Etika adalah konsep tentang baik-buruknya perilaku manusia dan kewajiban-kewajibannya. Salah satu etika penting di media sosial adalah menjaga lisan. Rasulullah telah mengajarkan: “Barang siapa beriman kepada Allah dan hari akhir hendaklah ia berkata baik atau diam.” (HR. Bukhari-Muslim)
Perkataan yang baik punya efek besar, terutama dari publik figur. Hadits lain menyebutkan: “Sungguh jika seorang hamba mengucapkan kalimat tanpa dipikirkan terlebih dahulu, ia pun akan terlempar ke neraka sejauh antara timur dan barat.” (HR. Ibnu Hibban).

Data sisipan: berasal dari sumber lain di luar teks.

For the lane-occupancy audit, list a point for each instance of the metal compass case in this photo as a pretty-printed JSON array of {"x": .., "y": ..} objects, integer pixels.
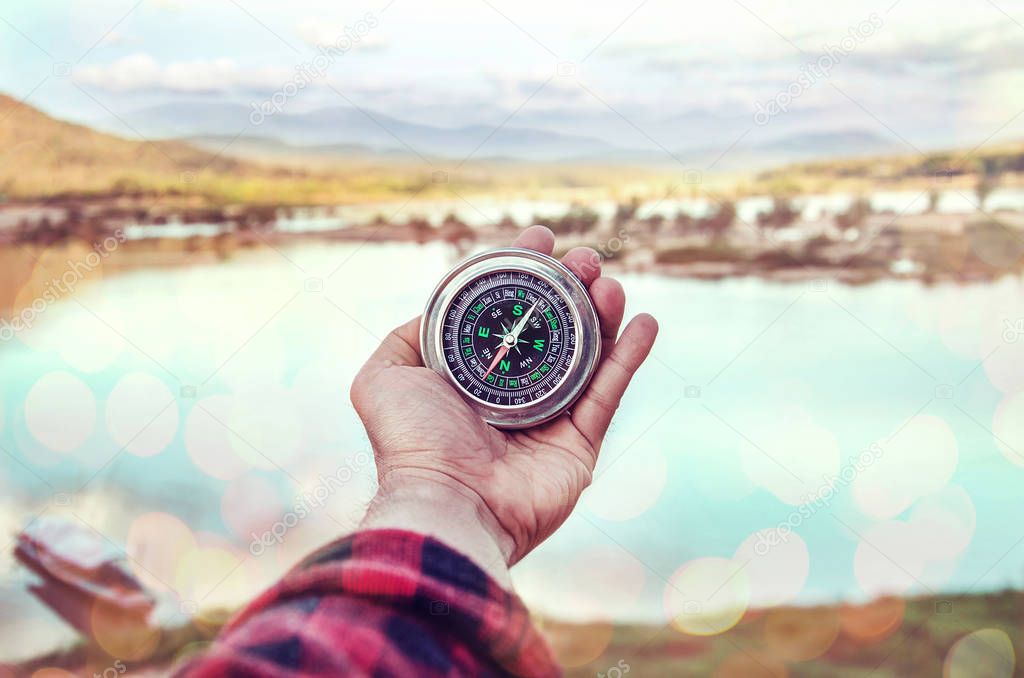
[{"x": 516, "y": 333}]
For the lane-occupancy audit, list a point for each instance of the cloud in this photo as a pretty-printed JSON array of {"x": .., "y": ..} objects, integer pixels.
[
  {"x": 142, "y": 73},
  {"x": 317, "y": 32},
  {"x": 974, "y": 51}
]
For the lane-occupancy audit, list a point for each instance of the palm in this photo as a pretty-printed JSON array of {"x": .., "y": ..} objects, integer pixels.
[{"x": 529, "y": 479}]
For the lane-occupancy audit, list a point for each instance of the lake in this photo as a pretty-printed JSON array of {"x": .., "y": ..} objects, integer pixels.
[{"x": 877, "y": 433}]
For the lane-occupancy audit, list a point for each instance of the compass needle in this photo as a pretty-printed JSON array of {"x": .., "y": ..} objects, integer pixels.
[{"x": 518, "y": 297}]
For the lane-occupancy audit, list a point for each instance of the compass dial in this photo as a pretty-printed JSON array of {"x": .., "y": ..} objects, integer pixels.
[
  {"x": 515, "y": 333},
  {"x": 509, "y": 338}
]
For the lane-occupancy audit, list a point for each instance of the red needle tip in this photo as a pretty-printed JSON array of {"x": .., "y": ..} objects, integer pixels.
[{"x": 501, "y": 353}]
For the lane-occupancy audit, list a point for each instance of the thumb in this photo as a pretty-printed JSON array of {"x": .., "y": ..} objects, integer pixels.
[{"x": 400, "y": 346}]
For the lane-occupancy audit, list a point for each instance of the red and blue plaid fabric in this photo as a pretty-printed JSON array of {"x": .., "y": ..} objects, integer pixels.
[{"x": 381, "y": 603}]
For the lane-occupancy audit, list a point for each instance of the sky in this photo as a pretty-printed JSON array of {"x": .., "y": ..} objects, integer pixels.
[{"x": 928, "y": 74}]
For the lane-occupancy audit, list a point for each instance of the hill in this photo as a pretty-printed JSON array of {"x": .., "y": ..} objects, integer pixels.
[{"x": 45, "y": 157}]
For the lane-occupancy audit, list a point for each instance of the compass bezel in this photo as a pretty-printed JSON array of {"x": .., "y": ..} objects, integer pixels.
[{"x": 563, "y": 282}]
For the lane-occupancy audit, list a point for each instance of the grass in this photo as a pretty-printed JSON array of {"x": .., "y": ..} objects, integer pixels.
[{"x": 887, "y": 639}]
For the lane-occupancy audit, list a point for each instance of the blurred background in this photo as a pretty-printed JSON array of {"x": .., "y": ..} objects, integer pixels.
[{"x": 210, "y": 213}]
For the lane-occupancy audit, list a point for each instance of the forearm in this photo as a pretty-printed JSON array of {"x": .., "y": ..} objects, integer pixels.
[{"x": 428, "y": 505}]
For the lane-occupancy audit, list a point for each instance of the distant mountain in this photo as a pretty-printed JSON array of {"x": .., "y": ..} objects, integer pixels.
[
  {"x": 350, "y": 126},
  {"x": 43, "y": 156}
]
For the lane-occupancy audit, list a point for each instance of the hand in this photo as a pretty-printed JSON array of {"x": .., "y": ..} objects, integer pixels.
[{"x": 495, "y": 495}]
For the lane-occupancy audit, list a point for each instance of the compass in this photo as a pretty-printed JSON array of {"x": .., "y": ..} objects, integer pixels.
[{"x": 515, "y": 332}]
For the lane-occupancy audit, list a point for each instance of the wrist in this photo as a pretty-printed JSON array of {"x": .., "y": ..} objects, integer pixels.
[{"x": 430, "y": 503}]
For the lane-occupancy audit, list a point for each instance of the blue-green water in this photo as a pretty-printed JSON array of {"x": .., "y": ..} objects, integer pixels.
[{"x": 227, "y": 384}]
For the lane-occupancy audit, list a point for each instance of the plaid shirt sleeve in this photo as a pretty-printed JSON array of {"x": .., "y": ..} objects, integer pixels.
[{"x": 382, "y": 602}]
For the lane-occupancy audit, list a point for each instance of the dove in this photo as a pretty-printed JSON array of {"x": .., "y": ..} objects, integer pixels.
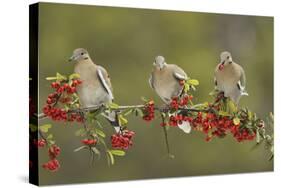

Maka guru agama jangan hanya mengajarkan dogma ritual, tetapi juga nilai-nilai kehidupan. Guru harus memberi contoh nyata.
Dalam kitab al-Jurumiyah karya Imam Ash-Shan Haji disebutkan: “Al-kalaamu huwal lafdzu al-murokabu al-mufiidu bil wadh’i” – Kalimat adalah susunan kata yang bermanfaat dan diucapkan dengan sadar. Ucapan berasal dari lisan dan hati yang sadar dan menunjukkan jalan kebaikan.
Menurut Syaikh Abdul Qadir al-Kuhin, memperbaiki lisan tanpa hati itu menyesatkan. Memperbaiki hati tanpa lisan itu tidak sempurna. Sempurna adalah memperbaiki keduanya.
Kita harus membersihkan hati agar berpikir jernih, dari situ keluar ucapan jernih dan tindakan yang jernih. Dalam falsafah Jawa: micara mentes (bernas), micara leres (jujur), dan micara teges (bermakna). Sekali lagi: “Salaamatul insaan fii khildzil lisaan” (keselamatan manusia ada pada lisannya). Ajining diri ana ing lathi!